- Tomb of Busso Peus in the Central Cemetery of Münster
- Born: 17 September 1839
- Died: 2 December 1893 (aged 54)
- Occupations: jurist and politician

= H. Busso Peus =

German jurist and politician

Hugo Busso Peus (17 September 1839 – 2 December 1893) was a German jurist and politician.

== Life ==

Peus, son of Hugo Peus, father of Friedrich-Carl Peus and grandfather of the two cousins politician Busso Peus and numismatist Busso Peus (24 October 1902 – 18 November 1983), studied law at Humboldt University of Berlin and at the Catholic University of Leuven, Belgium, and—succeeding his father—became a solicitor and barrister.

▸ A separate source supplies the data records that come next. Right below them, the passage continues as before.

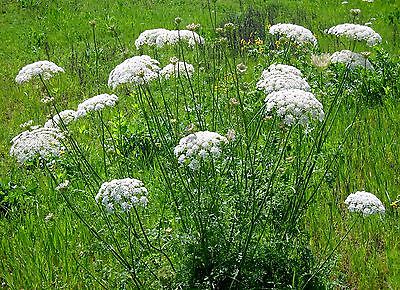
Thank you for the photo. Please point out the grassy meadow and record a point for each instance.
(272, 215)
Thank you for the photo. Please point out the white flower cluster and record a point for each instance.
(138, 70)
(365, 203)
(41, 142)
(356, 32)
(351, 59)
(199, 145)
(66, 116)
(295, 106)
(124, 193)
(177, 69)
(95, 103)
(43, 68)
(296, 33)
(281, 77)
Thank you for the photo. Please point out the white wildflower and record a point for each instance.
(45, 69)
(351, 59)
(138, 70)
(180, 68)
(356, 32)
(365, 203)
(295, 106)
(41, 142)
(123, 194)
(296, 33)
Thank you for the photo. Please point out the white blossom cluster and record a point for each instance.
(295, 105)
(122, 194)
(356, 32)
(197, 146)
(41, 142)
(43, 68)
(281, 77)
(296, 33)
(351, 59)
(177, 69)
(138, 70)
(365, 203)
(64, 117)
(95, 103)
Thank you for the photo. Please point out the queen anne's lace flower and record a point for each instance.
(149, 37)
(174, 36)
(178, 69)
(122, 194)
(295, 106)
(352, 59)
(43, 68)
(296, 33)
(41, 142)
(356, 32)
(199, 145)
(67, 116)
(364, 202)
(138, 70)
(95, 103)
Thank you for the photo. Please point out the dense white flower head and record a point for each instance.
(296, 33)
(45, 69)
(356, 32)
(41, 142)
(197, 146)
(295, 106)
(174, 36)
(122, 194)
(351, 59)
(95, 103)
(67, 116)
(177, 69)
(149, 37)
(138, 70)
(364, 202)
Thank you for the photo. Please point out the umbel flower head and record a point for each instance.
(138, 70)
(177, 69)
(294, 106)
(351, 59)
(95, 103)
(45, 69)
(365, 203)
(64, 117)
(42, 142)
(356, 32)
(296, 33)
(281, 77)
(122, 194)
(197, 146)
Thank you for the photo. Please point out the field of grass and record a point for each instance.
(45, 243)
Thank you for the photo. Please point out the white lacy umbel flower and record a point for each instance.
(295, 106)
(178, 69)
(175, 36)
(138, 70)
(149, 37)
(365, 203)
(41, 142)
(351, 59)
(122, 194)
(95, 103)
(45, 69)
(296, 33)
(356, 32)
(199, 145)
(66, 116)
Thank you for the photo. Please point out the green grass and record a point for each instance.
(61, 252)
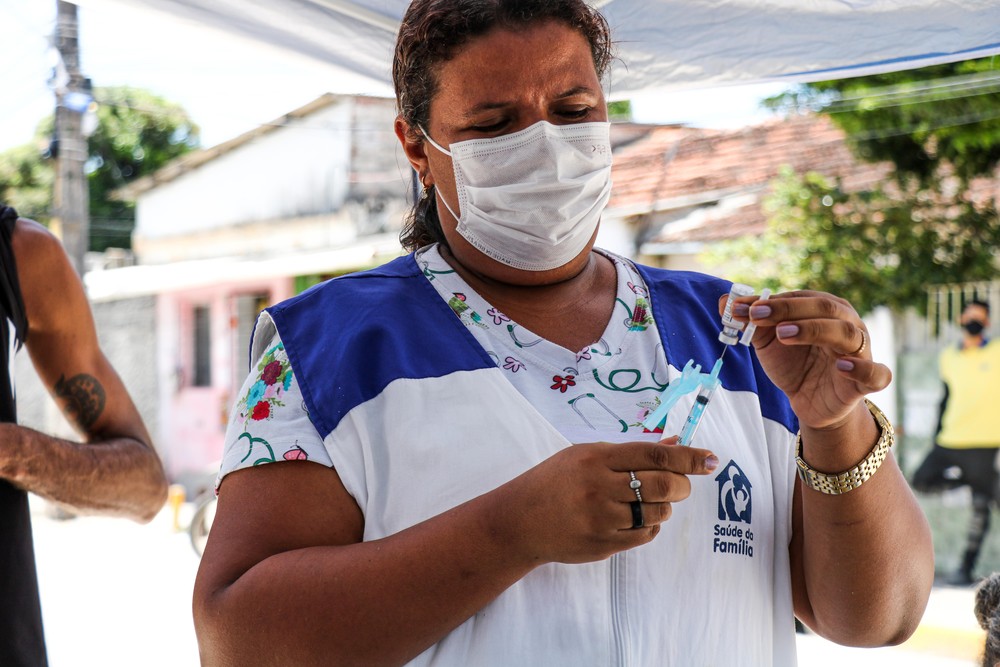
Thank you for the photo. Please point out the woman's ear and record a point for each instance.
(413, 146)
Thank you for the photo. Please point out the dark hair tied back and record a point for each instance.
(987, 608)
(432, 32)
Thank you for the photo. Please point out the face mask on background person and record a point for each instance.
(974, 327)
(532, 199)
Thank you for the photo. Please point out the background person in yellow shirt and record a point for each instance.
(967, 439)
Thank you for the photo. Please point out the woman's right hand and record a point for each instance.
(574, 507)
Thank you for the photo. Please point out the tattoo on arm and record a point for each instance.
(82, 397)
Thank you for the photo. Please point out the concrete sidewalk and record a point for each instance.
(948, 636)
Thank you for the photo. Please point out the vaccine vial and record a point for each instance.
(731, 328)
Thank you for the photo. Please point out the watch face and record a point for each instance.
(856, 476)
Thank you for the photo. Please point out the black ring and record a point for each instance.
(636, 514)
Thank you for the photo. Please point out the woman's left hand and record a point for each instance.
(816, 349)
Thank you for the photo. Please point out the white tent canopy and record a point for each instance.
(663, 44)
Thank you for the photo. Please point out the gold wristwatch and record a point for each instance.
(856, 476)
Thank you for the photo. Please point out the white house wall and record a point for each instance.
(297, 170)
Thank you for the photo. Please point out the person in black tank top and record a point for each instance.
(43, 307)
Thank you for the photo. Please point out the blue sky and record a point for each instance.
(229, 85)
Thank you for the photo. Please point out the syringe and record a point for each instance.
(700, 403)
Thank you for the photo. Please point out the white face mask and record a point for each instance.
(532, 200)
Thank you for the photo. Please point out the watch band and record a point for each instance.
(856, 476)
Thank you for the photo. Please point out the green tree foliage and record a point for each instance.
(137, 133)
(939, 129)
(874, 247)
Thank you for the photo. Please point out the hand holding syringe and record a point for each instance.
(692, 378)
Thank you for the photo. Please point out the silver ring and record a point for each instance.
(637, 519)
(634, 485)
(864, 344)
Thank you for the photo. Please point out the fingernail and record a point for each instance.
(787, 330)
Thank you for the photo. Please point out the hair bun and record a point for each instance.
(988, 600)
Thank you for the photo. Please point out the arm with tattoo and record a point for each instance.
(115, 469)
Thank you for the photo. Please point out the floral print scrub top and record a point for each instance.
(601, 392)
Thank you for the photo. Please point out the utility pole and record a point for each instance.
(71, 221)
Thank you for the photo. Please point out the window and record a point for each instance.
(202, 329)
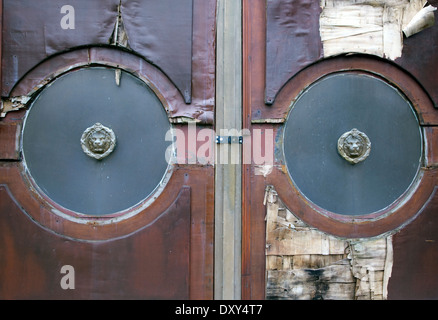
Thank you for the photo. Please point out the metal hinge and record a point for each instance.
(229, 139)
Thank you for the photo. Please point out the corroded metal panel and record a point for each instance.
(160, 31)
(32, 31)
(292, 41)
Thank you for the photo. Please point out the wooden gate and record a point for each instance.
(69, 226)
(309, 238)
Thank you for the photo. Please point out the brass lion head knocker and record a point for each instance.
(98, 141)
(354, 146)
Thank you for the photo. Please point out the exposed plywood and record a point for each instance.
(303, 263)
(372, 27)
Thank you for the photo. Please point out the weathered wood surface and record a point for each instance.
(372, 27)
(303, 263)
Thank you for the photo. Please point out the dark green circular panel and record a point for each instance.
(333, 106)
(52, 141)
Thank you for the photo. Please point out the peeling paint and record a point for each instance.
(371, 27)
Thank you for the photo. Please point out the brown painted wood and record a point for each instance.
(406, 220)
(161, 248)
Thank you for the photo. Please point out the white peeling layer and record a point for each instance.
(371, 27)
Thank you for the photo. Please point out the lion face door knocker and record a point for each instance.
(354, 146)
(98, 141)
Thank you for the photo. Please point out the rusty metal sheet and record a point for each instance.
(125, 268)
(32, 31)
(161, 31)
(292, 41)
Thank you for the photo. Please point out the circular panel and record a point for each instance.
(380, 149)
(95, 147)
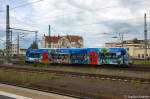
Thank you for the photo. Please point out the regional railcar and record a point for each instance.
(93, 56)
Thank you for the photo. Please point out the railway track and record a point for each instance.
(79, 74)
(51, 89)
(117, 67)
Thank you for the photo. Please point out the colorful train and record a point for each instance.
(93, 56)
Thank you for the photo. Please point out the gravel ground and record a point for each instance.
(105, 71)
(108, 88)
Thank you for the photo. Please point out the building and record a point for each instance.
(68, 41)
(135, 48)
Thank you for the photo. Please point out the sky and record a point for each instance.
(97, 21)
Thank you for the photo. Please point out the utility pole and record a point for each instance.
(11, 42)
(36, 37)
(18, 44)
(122, 39)
(145, 36)
(7, 35)
(49, 31)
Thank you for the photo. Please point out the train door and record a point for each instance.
(44, 57)
(93, 56)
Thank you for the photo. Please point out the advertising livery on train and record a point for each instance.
(93, 56)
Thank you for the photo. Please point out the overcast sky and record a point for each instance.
(87, 18)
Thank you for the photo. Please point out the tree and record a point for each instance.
(34, 45)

In 1879, he moved his law office to Münster, the capital of Westphalia at the time. Thereupon, he served as a notary as well. In 1890, he was appointed Royal Legal Counsel (Königlich Preußischer Justizrat) by Wilhelm II, the King of Prussia.

Peus was a member of the Catholic Centre Party and at the front line in the political struggle known as the Kulturkampf. In 1891, after the Party's chairman Ludwig Windthorst had died, Peus was offered by the Centre Party to take over Windthorst's seat in the Imperial Parliament in Berlin—an offer Peus declined as being incompatible with running his law office in Münster.